Expert in “Better, Faster” named ISE department chair



Tamás Terlaky

Tamás Terlaky, an internationally renowned expert in optimization, mathematical programming and high-performance computing, has been named chair of the department of industrial and systems engineering (ISE).
The appointment, announced by S. David Wu, dean of the P.C. Rossin College of Engineering and Applied Science, takes effect Aug. 11.
Terlaky, who will also hold the position of Soteria and George N. Kledaras Professor of Industrial Engineering, is currently the director of the McMaster University’s School of Computational Engineering and Science in Hamilton, Ontario.
Previously, he had served on the Faculty of Technical Mathematics and Informatics at Delft University of Technology in the Netherlands.
Tamás Terlaky is a world-renowned scholar and academic leader who has made critical contributions to key fields in operations research and systems engineering, including computational optimization, interior point methods of mathematical programming, continuous optimization, and high-performance computing,” said Wu.
“I am confident that Tamás’s experience and talents will prove as valuable to the ISE department and the Lehigh community as they have to McMaster and Delft.”
Terlaky holds multiple appointments at McMaster.

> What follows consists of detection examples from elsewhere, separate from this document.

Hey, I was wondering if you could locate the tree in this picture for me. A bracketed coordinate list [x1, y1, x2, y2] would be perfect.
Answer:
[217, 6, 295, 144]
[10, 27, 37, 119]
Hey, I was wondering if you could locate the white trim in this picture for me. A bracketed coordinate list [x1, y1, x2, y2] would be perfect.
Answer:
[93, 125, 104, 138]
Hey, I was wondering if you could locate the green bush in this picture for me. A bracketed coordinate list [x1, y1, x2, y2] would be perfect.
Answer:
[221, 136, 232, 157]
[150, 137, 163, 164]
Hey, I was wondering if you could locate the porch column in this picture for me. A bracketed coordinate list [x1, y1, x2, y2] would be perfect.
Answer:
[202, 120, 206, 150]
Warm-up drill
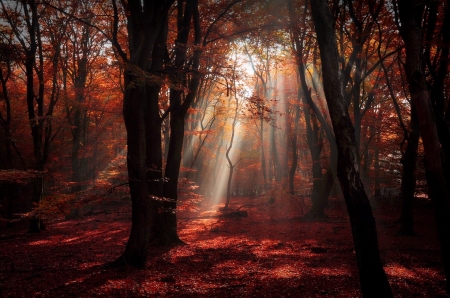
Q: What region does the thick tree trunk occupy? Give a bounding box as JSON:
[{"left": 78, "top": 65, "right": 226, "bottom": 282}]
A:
[
  {"left": 113, "top": 0, "right": 173, "bottom": 267},
  {"left": 311, "top": 0, "right": 392, "bottom": 297},
  {"left": 117, "top": 81, "right": 154, "bottom": 268},
  {"left": 399, "top": 0, "right": 450, "bottom": 293}
]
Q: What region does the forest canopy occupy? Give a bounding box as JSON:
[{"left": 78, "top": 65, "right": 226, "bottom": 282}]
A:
[{"left": 0, "top": 0, "right": 450, "bottom": 297}]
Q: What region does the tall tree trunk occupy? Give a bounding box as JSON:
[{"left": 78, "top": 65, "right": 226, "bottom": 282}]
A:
[
  {"left": 398, "top": 0, "right": 450, "bottom": 294},
  {"left": 398, "top": 103, "right": 420, "bottom": 236},
  {"left": 311, "top": 0, "right": 392, "bottom": 297},
  {"left": 160, "top": 0, "right": 201, "bottom": 244},
  {"left": 112, "top": 0, "right": 173, "bottom": 267}
]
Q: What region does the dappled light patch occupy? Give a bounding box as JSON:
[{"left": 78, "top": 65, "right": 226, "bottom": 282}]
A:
[{"left": 0, "top": 198, "right": 444, "bottom": 297}]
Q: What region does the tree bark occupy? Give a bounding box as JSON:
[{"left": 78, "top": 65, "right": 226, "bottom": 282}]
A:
[
  {"left": 398, "top": 104, "right": 420, "bottom": 236},
  {"left": 311, "top": 0, "right": 392, "bottom": 297},
  {"left": 398, "top": 0, "right": 450, "bottom": 293}
]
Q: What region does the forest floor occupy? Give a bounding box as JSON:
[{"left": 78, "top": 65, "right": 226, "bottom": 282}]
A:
[{"left": 0, "top": 197, "right": 448, "bottom": 297}]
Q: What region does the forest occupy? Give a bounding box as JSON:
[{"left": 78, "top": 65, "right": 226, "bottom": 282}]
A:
[{"left": 0, "top": 0, "right": 450, "bottom": 297}]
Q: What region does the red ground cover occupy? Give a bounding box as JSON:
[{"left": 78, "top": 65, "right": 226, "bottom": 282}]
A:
[{"left": 0, "top": 198, "right": 447, "bottom": 297}]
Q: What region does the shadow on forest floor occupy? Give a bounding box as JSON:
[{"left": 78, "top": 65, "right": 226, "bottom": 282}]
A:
[{"left": 0, "top": 198, "right": 445, "bottom": 297}]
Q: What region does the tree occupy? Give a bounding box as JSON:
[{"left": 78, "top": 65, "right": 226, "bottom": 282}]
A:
[
  {"left": 311, "top": 0, "right": 392, "bottom": 297},
  {"left": 397, "top": 0, "right": 450, "bottom": 293},
  {"left": 112, "top": 0, "right": 173, "bottom": 267}
]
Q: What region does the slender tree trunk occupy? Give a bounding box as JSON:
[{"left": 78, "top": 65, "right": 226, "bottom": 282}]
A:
[
  {"left": 164, "top": 0, "right": 201, "bottom": 244},
  {"left": 311, "top": 0, "right": 392, "bottom": 297},
  {"left": 398, "top": 104, "right": 420, "bottom": 236},
  {"left": 398, "top": 0, "right": 450, "bottom": 294}
]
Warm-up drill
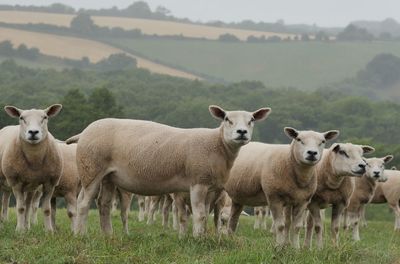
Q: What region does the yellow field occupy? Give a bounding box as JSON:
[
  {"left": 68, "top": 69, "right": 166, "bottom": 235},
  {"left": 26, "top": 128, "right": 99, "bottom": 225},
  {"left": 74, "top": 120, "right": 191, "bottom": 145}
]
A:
[
  {"left": 0, "top": 26, "right": 199, "bottom": 79},
  {"left": 0, "top": 11, "right": 295, "bottom": 40}
]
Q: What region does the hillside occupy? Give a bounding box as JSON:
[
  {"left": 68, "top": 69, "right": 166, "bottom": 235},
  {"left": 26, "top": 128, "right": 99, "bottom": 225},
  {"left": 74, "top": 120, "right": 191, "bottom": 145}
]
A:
[
  {"left": 0, "top": 11, "right": 295, "bottom": 40},
  {"left": 0, "top": 27, "right": 198, "bottom": 79},
  {"left": 107, "top": 39, "right": 400, "bottom": 90}
]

He is the Canada Research Chair in Optimization, and he serves as a faculty member in the departments of computing and software, mathematics and statistics, and electrical and computer engineering.
In one of his web pages, under the headline “Better, Faster,” Terkaly describes optimization as “the process of finding the most efficient and effective means to an end” and also as “a function of both nature and human nature.”
The arrival of fast, powerful computers, he says, enables optimization algorithms, or formulas, to be applied to real-world problems ranging from communications network routing to maintenance scheduling for large fleets of jets.
Among Terlaky’s research goals is to “move continually from the theoretical to the practical.” He hopes, for example, to develop algorithms that optimize the performance of information technology systems and engineering design systems while solving specific problems such as the design and routing of electric circuit layout.
Terlaky has published more than 120 refereed journal papers and eight edited volumes and special issues. He is also the coauthor of four books, including “Interior Point Methods for Linear Optimization” (2006) and “Nonlinear Optimization” (2004).
In 2006, Terlaky was honored as a Doctor of Science by the Hungarian Academy of Sciences. He is also a fellow of the Fields Institute at Canada’s University of Toronto, which promotes mathematics research, innovation and education and seeks to expand the application of mathematics to modern society.
Terlaky received his Doctor of Natural Sciences from Eötvös Loránd University in Budapest, Hungary, in 1981.
He will succeed Greg Tonkay, associate professor of industrial and systems engineering, who has served since the fall of 2007 as interim chair of the department of industrial and systems engineering.
George Kledaras, who endowed the George N. and Soterial Kledaras Chair Professorship, earned a B.S. in electrical engineering from Lehigh in 1987. Kledaras, who develops financial software for instantaneous global trading, is the founder of two technology companies, CecilRep and FIX Flyer.